The Feast of the Most Holy Name of the Blessed Virgin Mary is an optional memorial celebrated in the liturgical calendar of the Catholic Church on September 12. It has been a universal Roman Rite feast since 1684, when Pope Innocent XI included it in the General Roman Calendar to commemorate the victory at the Battle of Vienna in 1683.
The feast day began in 1513 as a local celebration in Cuenca, Spain, celebrated on September 15. In 1587 Pope Sixtus V moved the celebration to September 17. Pope Gregory XV extended the celebration to the Archdiocese of Toledo in 1622. In 1666 the Discalced Carmelites received permission to recite the Divine Office of the Name of Mary four times a year. In 1671 the feast was extended to the whole Kingdom of Spain. From there, the feast spread to all of Spain and to the Kingdom of Naples.
In 1683, the Polish king, John Sobieski, arrived at Vienna with his army on the octave of the Nativity of Mary. Before the Battle of Vienna, Sobieski placed his troops under the protection of the Blessed Virgin Mary (Our Lady of Częstochowa). In the following year, to celebrate the victory, Pope Innocent XI added the feast to the General Roman Calendar, assigning to it the Sunday within the octave of the Nativity of Mary.

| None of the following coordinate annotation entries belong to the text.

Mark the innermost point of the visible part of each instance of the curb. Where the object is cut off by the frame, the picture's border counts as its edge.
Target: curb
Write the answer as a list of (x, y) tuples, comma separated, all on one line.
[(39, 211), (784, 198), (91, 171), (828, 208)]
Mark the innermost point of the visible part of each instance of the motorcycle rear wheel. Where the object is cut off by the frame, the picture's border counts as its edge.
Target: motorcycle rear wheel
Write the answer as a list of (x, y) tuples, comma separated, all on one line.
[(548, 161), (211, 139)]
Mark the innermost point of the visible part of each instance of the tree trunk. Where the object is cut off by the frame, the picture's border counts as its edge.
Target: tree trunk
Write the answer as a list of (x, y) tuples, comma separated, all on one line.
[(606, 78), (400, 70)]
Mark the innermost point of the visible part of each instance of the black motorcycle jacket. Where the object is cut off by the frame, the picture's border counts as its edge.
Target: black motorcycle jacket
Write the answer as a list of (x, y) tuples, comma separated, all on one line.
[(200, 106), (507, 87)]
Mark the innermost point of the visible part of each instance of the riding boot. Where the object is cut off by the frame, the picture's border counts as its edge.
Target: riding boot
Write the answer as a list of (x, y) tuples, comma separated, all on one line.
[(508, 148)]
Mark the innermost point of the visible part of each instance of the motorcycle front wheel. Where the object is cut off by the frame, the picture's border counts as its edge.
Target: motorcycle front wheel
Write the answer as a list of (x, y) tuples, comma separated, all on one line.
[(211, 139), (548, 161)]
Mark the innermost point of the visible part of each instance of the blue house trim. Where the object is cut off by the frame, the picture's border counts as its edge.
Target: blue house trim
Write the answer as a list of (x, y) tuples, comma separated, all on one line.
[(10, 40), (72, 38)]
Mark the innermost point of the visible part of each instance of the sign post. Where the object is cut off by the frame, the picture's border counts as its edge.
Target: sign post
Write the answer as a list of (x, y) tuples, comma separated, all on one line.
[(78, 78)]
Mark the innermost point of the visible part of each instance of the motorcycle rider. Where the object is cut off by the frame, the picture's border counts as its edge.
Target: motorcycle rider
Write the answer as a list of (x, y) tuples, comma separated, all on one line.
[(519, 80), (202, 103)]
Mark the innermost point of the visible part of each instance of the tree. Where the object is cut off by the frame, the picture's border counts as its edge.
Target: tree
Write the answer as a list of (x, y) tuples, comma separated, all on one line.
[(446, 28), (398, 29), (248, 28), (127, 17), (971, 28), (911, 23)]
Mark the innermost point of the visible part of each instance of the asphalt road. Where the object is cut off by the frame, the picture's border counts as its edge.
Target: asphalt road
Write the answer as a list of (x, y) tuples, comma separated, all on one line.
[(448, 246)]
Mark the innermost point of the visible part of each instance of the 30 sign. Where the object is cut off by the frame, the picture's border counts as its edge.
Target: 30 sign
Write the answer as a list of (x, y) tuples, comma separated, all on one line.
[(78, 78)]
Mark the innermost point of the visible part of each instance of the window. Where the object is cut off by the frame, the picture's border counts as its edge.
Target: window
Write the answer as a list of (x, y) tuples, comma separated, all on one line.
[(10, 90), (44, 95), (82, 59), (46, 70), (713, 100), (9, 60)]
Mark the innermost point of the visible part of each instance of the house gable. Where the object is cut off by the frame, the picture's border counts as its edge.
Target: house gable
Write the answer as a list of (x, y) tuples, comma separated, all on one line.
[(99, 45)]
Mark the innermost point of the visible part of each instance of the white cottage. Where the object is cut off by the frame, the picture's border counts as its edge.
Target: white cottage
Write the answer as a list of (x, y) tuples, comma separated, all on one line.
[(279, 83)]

The reform of Pope Pius X in 1911 restored to prominence the celebration of Sundays in their own right, after they had been often replaced by celebrations of the saints. The celebration of the Holy Name of Mary was therefore moved to September 12. Later in the same century, the feast was removed from the General Roman Calendar in 1969 in the reform of the Calendar by Pope Paul VI by Annibale Bugnini, Secretary to the Commission for Liturgical Reform during Vatican II, as something of a duplication of the September 8 feast of the Nativity of the Blessed Virgin Mary, but it did not cease to be a recognized feast of the Roman Rite, being mentioned in the Roman Martyrology on September 12. In 2002 Pope John Paul II restored the celebration to the General Roman Calendar.